I wonder how the teacher, the students, and @Factotum would feel if I was speaking and told them that all Christians were brainwashed. How long would that take to get me on Fox News and a Bill O’Reilly ambush interview in my driveway (fortunately they’d at least have to wait until the snow is gone)?

phil196662's avatar

Straight out honest and explane any religious details so they have everything they need to go to the next step- decide for themselves

augustlan's avatar

@Factotum So, if in my experience, all males are assholes… it would be ok for me to say that to a group of school children? What rubbish.

Factotum's avatar

@Snarp I think if you looked into it you’d see that Christianity and Catholicism in general take a pretty good beating in schools. Not to the same extent as this soldier’s rant but subtly and relentlessly.

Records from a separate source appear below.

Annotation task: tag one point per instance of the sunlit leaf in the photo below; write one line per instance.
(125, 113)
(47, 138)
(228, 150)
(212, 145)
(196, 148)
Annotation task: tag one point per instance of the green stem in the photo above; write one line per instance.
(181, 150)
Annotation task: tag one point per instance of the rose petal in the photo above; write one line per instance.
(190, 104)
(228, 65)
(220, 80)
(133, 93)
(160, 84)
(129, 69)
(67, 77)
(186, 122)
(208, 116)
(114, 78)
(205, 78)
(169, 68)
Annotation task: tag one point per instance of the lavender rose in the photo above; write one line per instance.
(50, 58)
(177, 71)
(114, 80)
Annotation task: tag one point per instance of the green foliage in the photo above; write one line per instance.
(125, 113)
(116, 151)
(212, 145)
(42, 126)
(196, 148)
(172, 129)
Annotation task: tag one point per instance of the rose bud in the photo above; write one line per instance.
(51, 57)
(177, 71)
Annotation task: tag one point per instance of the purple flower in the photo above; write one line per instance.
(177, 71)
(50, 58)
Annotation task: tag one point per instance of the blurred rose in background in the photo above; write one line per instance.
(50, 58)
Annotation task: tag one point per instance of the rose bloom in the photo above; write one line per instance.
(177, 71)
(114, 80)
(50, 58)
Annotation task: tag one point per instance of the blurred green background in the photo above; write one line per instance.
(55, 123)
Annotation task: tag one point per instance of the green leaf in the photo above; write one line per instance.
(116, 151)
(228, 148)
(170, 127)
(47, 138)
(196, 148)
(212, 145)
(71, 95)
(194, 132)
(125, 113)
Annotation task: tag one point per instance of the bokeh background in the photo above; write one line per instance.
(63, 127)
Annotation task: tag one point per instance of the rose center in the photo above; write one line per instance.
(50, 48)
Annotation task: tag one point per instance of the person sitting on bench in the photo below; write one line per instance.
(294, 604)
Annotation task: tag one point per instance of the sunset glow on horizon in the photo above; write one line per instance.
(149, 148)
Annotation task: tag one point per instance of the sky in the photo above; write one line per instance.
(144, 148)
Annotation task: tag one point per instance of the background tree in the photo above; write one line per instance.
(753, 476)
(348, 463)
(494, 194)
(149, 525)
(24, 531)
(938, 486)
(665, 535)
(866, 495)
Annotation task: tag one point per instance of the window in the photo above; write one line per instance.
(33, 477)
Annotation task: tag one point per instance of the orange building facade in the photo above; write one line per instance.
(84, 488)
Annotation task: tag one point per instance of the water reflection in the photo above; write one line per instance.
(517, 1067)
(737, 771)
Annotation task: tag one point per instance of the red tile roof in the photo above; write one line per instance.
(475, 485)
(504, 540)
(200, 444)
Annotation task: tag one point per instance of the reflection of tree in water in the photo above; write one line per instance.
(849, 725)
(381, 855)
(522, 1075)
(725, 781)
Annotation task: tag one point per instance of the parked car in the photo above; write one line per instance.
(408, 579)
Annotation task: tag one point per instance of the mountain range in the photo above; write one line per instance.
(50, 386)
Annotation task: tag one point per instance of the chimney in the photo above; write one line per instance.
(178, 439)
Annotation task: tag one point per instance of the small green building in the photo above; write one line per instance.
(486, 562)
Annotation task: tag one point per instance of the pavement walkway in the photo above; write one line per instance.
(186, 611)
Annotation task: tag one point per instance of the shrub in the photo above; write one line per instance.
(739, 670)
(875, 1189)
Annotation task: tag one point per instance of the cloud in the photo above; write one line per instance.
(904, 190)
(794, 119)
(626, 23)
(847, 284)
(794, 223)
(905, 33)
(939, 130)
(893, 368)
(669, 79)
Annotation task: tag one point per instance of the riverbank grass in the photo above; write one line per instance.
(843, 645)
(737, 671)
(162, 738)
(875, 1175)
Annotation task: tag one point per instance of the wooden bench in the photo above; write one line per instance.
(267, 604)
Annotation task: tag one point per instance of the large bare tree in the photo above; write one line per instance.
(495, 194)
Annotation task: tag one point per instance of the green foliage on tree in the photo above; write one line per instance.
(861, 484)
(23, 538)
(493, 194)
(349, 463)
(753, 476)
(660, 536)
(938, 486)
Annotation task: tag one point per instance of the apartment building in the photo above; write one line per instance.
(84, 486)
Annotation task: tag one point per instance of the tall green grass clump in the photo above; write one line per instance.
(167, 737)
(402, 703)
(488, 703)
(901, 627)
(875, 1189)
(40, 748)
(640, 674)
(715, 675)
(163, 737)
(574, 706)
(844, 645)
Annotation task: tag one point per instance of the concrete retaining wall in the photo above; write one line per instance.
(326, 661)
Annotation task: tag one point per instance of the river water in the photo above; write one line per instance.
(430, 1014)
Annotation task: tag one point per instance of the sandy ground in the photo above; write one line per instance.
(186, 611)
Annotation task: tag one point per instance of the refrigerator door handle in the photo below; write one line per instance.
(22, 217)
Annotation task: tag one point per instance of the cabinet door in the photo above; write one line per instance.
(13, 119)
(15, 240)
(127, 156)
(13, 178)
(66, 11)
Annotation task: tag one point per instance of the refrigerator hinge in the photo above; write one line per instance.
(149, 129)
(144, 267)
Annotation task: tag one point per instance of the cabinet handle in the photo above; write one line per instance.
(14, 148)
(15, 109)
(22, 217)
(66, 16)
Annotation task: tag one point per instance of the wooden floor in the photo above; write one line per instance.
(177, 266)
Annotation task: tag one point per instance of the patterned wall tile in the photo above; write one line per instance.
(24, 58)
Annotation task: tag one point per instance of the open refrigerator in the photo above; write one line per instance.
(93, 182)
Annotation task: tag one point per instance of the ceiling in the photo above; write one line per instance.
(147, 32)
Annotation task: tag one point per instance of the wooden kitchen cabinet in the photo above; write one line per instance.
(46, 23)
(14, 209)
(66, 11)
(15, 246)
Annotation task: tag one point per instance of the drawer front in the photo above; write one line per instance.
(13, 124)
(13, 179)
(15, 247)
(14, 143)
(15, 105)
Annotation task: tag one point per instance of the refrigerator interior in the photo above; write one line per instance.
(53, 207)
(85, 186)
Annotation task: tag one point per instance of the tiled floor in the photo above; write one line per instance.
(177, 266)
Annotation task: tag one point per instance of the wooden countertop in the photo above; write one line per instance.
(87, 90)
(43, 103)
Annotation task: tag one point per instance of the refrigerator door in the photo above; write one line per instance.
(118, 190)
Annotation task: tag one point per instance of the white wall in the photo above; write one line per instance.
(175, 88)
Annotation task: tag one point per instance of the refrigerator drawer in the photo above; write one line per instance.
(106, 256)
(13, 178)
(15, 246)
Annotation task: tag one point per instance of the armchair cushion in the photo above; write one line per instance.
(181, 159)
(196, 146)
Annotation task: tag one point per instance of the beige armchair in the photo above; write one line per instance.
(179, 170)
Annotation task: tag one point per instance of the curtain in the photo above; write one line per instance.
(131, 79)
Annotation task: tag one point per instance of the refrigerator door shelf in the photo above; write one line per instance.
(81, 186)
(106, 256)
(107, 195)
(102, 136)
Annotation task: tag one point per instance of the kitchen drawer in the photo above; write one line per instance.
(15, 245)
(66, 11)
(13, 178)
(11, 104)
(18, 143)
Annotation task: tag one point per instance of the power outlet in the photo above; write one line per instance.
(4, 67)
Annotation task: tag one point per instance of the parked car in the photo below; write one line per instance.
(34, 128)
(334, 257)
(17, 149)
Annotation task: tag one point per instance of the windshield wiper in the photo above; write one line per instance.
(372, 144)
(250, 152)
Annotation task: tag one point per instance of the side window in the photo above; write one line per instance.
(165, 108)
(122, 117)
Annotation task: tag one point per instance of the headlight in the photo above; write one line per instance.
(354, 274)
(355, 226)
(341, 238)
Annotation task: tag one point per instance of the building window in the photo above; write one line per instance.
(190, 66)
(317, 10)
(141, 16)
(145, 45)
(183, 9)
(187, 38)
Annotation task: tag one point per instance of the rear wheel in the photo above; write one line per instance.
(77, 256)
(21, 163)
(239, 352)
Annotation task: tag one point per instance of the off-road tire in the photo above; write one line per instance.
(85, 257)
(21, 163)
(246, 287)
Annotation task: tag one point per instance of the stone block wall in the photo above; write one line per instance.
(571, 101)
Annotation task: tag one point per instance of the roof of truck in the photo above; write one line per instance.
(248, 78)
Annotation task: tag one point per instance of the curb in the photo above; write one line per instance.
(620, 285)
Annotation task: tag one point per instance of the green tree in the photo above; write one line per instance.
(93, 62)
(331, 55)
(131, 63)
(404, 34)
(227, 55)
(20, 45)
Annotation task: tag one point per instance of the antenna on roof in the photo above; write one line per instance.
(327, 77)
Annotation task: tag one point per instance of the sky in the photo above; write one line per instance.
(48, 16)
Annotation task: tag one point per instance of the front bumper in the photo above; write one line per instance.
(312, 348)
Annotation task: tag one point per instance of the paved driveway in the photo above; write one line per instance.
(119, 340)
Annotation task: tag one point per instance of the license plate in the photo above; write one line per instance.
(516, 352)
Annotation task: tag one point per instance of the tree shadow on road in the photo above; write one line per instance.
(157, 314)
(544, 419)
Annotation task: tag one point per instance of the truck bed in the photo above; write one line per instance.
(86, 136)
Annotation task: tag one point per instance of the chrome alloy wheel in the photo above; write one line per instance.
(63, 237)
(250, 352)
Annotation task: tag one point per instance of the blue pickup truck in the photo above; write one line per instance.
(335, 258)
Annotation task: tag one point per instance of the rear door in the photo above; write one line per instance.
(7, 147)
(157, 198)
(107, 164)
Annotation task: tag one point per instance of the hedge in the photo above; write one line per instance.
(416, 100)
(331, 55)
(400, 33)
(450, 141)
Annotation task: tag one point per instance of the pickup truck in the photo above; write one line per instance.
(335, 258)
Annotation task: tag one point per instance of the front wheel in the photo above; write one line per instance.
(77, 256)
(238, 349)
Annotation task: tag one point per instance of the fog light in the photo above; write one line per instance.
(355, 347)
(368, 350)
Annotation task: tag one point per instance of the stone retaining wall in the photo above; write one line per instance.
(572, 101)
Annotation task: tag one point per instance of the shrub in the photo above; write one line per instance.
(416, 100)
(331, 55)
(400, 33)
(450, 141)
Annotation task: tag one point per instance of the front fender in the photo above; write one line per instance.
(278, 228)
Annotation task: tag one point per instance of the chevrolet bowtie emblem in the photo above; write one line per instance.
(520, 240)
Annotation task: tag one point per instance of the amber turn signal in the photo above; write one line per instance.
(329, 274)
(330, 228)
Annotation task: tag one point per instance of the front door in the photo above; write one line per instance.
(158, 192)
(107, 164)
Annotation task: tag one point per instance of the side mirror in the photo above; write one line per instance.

Which I don’t mind, frankly. It’s a tough world.

@augustlan Good point. That crap is usually saved for college.

Snarp's avatar

@Factotum Frankly, I think that’s bunk. They sure didn’t take a beating in any school I went to. Have any substantial, widespread, statistical evidence to back that up?

Factotum's avatar

@Snarp Here’s an interesting tale of a kid’s Bible being called ‘garbage’ and being literally thrown in the trash by a teacher.

I doubt there is statistical evidence available – just numerous angry Christians, some with reason to be angry, some with chips on their shoulders.

But I’m thinking there isn’t a teacher in all of America who would dare do that with a Koran (and of course I wouldn’t want them to).

Simone_De_Beauvoir's avatar

@Factotum I don’t see why a person who thinks the Bible is garbage wouldn’t think that the Koran is garbage too.

Factotum's avatar

Nor do I. Nevertheless, for all people talk of militant Christians no one is really afraid of them.